Density functional theory calculations for the investigation of (Ag, N) codoping effect on the electronic and optical properties of anatase TiO2

Efficient absorption of light in visible range and enhance separation of photoexcited electron-hole pairs (EHPs) are crucial for improving the photoactivity of metal nonmetal codoped TiO2. By using density functional theory (DFT) calculations, an effective metal (Ag) and nonmetal (N) codoping approach is described to modify the photoelectrochemical properties of titanium dioxide (TiO2). Nitrogen (N) doping introduces isolated N-2p states above the valence band maximum (VBM) which acts as an electron trap to promote EHP recombination. For Ag-doped TiO2, Ag-4d states are introduced above the VBM which leads to the band gap narrowing. Silver (Ag) and nitrogen codoped TiO2 possess stable configuration, narrowed band gap and best visible light absorption. Defect pair binding energy calculation shows that individual dopants, located at a distance of 8.951 angstrom bind each other, which indicates that the defect pair is stable compared to the isolated impurities in the host lattice.

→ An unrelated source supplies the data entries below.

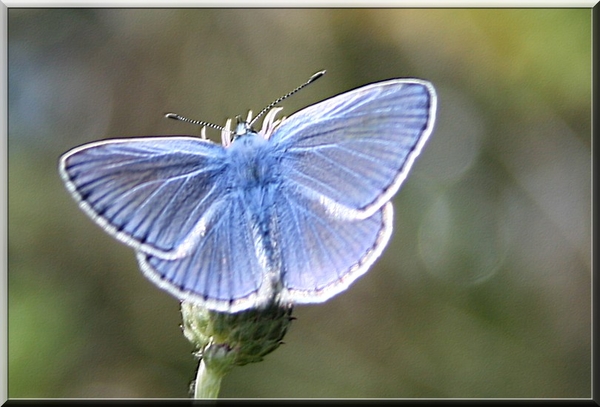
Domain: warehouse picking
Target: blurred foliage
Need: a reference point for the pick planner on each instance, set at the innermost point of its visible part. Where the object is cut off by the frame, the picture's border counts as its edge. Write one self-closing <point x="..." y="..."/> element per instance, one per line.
<point x="484" y="290"/>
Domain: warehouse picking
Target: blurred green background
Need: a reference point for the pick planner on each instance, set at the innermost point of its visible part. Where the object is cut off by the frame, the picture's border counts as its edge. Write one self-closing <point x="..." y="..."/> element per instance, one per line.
<point x="484" y="290"/>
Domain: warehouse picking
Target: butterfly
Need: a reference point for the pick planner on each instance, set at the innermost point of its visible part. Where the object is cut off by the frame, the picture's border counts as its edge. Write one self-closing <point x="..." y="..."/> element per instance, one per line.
<point x="292" y="213"/>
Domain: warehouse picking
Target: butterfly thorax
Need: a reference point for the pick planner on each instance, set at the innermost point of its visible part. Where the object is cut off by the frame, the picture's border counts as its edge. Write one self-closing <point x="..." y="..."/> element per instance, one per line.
<point x="255" y="179"/>
<point x="251" y="162"/>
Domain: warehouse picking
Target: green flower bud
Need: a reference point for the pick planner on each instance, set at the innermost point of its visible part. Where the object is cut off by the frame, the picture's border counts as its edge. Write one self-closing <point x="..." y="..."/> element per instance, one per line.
<point x="224" y="340"/>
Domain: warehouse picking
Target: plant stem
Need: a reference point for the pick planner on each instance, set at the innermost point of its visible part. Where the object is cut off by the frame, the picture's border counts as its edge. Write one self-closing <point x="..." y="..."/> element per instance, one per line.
<point x="208" y="382"/>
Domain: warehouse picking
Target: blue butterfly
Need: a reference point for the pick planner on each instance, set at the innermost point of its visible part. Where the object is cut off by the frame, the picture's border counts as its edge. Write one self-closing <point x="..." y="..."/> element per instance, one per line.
<point x="293" y="213"/>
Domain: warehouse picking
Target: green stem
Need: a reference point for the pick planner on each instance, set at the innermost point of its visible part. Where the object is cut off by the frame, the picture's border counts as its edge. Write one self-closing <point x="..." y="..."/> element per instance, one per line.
<point x="208" y="382"/>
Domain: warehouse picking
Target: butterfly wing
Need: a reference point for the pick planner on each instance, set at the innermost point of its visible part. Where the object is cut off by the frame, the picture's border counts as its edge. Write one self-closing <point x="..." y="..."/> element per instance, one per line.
<point x="321" y="255"/>
<point x="150" y="193"/>
<point x="352" y="152"/>
<point x="223" y="271"/>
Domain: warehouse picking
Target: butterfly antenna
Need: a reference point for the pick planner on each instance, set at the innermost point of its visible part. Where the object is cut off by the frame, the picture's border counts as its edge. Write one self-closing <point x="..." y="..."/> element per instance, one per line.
<point x="287" y="95"/>
<point x="175" y="116"/>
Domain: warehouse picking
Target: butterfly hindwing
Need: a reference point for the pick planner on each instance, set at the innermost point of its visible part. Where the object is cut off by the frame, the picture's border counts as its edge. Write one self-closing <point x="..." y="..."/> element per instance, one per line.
<point x="222" y="271"/>
<point x="322" y="255"/>
<point x="354" y="150"/>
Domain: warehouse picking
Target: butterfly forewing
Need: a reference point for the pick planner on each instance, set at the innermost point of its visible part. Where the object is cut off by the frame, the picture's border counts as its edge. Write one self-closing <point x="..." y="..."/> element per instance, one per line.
<point x="150" y="193"/>
<point x="354" y="150"/>
<point x="296" y="216"/>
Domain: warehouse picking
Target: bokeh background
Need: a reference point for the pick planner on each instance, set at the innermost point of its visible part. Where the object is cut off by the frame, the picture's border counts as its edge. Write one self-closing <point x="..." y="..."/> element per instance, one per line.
<point x="484" y="290"/>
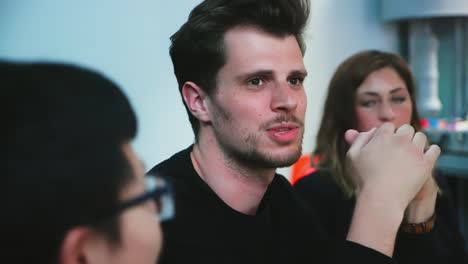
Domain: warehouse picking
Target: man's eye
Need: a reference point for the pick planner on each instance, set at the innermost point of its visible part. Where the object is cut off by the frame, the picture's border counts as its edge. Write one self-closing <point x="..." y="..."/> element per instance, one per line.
<point x="296" y="81"/>
<point x="255" y="81"/>
<point x="399" y="99"/>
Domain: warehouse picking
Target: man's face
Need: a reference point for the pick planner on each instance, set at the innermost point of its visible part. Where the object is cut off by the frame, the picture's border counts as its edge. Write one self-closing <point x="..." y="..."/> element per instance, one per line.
<point x="259" y="105"/>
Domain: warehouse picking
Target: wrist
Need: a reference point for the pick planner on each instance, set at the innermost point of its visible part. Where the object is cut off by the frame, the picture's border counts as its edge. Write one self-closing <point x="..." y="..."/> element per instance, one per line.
<point x="375" y="222"/>
<point x="421" y="210"/>
<point x="419" y="228"/>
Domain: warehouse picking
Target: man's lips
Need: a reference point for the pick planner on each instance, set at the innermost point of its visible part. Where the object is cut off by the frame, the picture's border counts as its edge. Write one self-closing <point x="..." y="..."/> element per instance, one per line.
<point x="284" y="132"/>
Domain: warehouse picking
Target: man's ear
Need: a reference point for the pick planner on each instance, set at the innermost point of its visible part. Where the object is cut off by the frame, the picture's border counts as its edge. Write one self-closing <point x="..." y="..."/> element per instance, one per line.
<point x="196" y="100"/>
<point x="79" y="246"/>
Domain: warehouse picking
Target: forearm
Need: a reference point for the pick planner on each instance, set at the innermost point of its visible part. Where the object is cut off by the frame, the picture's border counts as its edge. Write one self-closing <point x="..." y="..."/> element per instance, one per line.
<point x="422" y="207"/>
<point x="375" y="222"/>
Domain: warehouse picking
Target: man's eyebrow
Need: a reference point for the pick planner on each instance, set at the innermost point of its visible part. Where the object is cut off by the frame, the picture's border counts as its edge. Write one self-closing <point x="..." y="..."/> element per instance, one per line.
<point x="246" y="75"/>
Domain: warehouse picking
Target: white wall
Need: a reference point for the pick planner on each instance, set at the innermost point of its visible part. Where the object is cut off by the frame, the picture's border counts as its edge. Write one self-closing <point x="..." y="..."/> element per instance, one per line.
<point x="129" y="41"/>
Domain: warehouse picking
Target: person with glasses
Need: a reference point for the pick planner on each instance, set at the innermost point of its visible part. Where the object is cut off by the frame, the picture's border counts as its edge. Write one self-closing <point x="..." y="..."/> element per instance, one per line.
<point x="74" y="190"/>
<point x="372" y="87"/>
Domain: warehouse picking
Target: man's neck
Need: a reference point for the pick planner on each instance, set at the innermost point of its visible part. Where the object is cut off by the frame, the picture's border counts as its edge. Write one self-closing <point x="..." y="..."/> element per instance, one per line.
<point x="240" y="187"/>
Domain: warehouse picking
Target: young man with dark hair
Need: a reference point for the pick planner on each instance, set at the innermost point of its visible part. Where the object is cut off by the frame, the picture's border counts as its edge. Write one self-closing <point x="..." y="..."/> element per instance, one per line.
<point x="239" y="65"/>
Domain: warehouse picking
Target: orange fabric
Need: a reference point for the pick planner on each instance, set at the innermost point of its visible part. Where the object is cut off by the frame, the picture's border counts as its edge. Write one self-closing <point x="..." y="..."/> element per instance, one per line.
<point x="301" y="168"/>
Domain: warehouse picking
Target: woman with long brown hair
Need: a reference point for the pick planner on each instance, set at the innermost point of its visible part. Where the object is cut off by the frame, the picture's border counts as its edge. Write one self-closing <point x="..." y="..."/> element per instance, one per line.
<point x="368" y="89"/>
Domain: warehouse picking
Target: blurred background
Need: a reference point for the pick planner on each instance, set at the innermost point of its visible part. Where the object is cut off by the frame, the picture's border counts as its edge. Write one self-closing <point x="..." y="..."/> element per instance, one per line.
<point x="128" y="41"/>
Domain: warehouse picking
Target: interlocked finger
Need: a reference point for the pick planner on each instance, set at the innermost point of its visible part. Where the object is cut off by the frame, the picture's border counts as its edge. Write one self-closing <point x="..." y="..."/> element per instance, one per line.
<point x="420" y="140"/>
<point x="406" y="132"/>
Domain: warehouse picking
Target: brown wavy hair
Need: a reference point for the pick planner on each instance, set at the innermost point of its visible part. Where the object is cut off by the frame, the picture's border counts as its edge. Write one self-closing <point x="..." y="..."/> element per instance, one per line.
<point x="339" y="110"/>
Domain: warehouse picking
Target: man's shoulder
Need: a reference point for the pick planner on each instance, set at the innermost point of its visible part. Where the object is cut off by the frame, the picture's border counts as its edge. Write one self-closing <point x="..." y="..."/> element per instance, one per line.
<point x="175" y="165"/>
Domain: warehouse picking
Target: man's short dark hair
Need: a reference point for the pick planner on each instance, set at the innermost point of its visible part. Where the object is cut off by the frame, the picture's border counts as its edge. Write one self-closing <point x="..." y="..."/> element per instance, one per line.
<point x="197" y="49"/>
<point x="64" y="127"/>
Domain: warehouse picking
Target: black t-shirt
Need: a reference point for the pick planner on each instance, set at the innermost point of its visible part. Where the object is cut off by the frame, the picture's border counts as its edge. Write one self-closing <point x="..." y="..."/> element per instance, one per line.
<point x="334" y="211"/>
<point x="206" y="230"/>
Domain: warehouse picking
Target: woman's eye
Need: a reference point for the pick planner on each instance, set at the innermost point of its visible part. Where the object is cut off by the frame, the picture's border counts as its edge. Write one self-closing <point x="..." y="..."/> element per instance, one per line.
<point x="399" y="99"/>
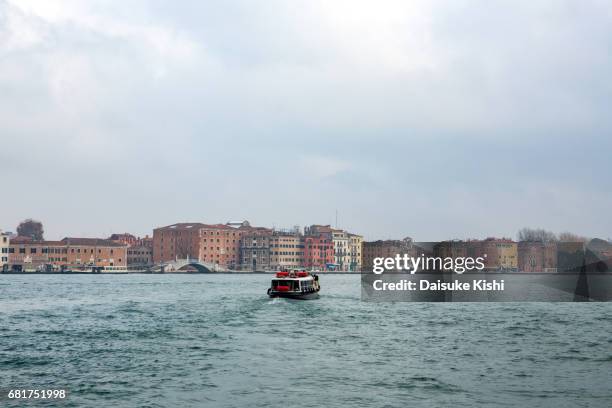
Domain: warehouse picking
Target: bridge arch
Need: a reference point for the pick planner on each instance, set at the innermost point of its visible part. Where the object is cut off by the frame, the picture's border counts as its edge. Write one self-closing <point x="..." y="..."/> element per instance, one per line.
<point x="197" y="266"/>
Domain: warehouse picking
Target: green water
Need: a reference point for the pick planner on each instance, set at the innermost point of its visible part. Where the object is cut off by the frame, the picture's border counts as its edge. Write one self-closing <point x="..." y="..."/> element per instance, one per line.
<point x="217" y="340"/>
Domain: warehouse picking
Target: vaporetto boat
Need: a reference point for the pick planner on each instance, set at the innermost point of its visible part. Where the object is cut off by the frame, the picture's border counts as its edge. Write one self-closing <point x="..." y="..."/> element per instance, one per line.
<point x="295" y="285"/>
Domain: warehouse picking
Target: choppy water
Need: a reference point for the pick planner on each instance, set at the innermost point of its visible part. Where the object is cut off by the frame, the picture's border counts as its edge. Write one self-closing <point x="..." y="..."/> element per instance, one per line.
<point x="217" y="340"/>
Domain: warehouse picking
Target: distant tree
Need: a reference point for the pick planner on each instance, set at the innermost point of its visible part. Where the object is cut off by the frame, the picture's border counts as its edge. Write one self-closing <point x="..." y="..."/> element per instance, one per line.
<point x="31" y="228"/>
<point x="536" y="235"/>
<point x="571" y="237"/>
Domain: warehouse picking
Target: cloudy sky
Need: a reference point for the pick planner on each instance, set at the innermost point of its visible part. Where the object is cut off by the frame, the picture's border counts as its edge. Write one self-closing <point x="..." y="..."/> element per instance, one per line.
<point x="432" y="119"/>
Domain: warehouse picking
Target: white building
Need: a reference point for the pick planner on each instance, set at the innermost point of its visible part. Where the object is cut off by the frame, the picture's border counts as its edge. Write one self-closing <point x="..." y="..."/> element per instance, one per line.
<point x="4" y="249"/>
<point x="355" y="245"/>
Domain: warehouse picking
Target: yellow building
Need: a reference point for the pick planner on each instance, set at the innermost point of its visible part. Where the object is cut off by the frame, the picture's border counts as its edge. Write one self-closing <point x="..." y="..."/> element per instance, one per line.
<point x="501" y="254"/>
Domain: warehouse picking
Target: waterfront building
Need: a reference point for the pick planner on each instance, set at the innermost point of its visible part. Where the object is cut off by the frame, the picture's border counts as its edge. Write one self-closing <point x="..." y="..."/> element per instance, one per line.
<point x="5" y="240"/>
<point x="537" y="256"/>
<point x="316" y="230"/>
<point x="217" y="244"/>
<point x="342" y="258"/>
<point x="255" y="250"/>
<point x="318" y="252"/>
<point x="501" y="254"/>
<point x="139" y="257"/>
<point x="30" y="255"/>
<point x="125" y="238"/>
<point x="286" y="249"/>
<point x="386" y="249"/>
<point x="355" y="251"/>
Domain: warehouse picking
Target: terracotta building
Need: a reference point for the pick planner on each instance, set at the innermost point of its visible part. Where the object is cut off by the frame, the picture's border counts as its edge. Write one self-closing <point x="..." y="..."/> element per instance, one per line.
<point x="286" y="250"/>
<point x="217" y="244"/>
<point x="318" y="252"/>
<point x="255" y="250"/>
<point x="355" y="252"/>
<point x="70" y="253"/>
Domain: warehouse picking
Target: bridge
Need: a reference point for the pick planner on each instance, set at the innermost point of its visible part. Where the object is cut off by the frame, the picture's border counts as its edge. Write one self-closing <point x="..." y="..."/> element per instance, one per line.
<point x="180" y="265"/>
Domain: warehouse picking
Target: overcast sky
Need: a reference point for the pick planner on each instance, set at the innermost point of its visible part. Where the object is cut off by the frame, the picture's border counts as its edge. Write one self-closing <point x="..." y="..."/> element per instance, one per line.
<point x="430" y="119"/>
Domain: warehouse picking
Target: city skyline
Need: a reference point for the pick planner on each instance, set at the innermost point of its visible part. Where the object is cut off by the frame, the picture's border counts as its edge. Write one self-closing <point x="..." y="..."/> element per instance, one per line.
<point x="425" y="118"/>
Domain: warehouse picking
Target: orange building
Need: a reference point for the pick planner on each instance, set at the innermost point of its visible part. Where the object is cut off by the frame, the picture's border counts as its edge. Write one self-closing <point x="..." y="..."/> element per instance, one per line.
<point x="27" y="254"/>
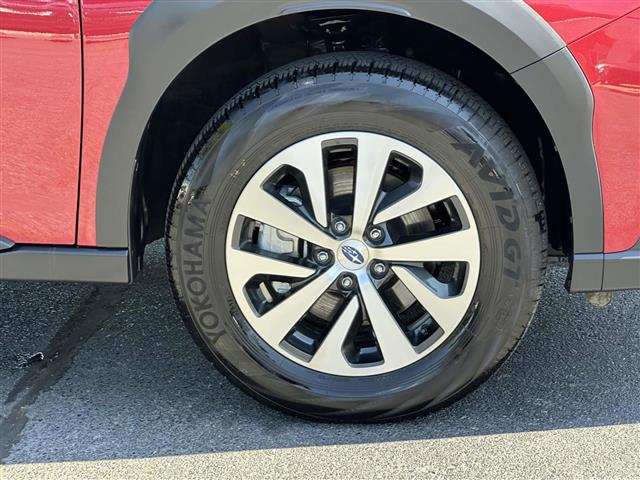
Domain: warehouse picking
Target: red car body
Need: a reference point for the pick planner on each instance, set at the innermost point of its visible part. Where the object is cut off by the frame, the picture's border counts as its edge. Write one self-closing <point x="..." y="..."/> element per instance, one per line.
<point x="65" y="63"/>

Ag and N codoped TiO2 shows better visible light absorption as compared to other doped models due to the reduced band gap. N doping reduces the band gap of TiO2 while Ag doping enhances the EHPs separation, so their combined presence in a sample would improve the photocatalytic activity due to their synergistic codoping effect. Our calculations provide reasonable explanation for the experimental findings.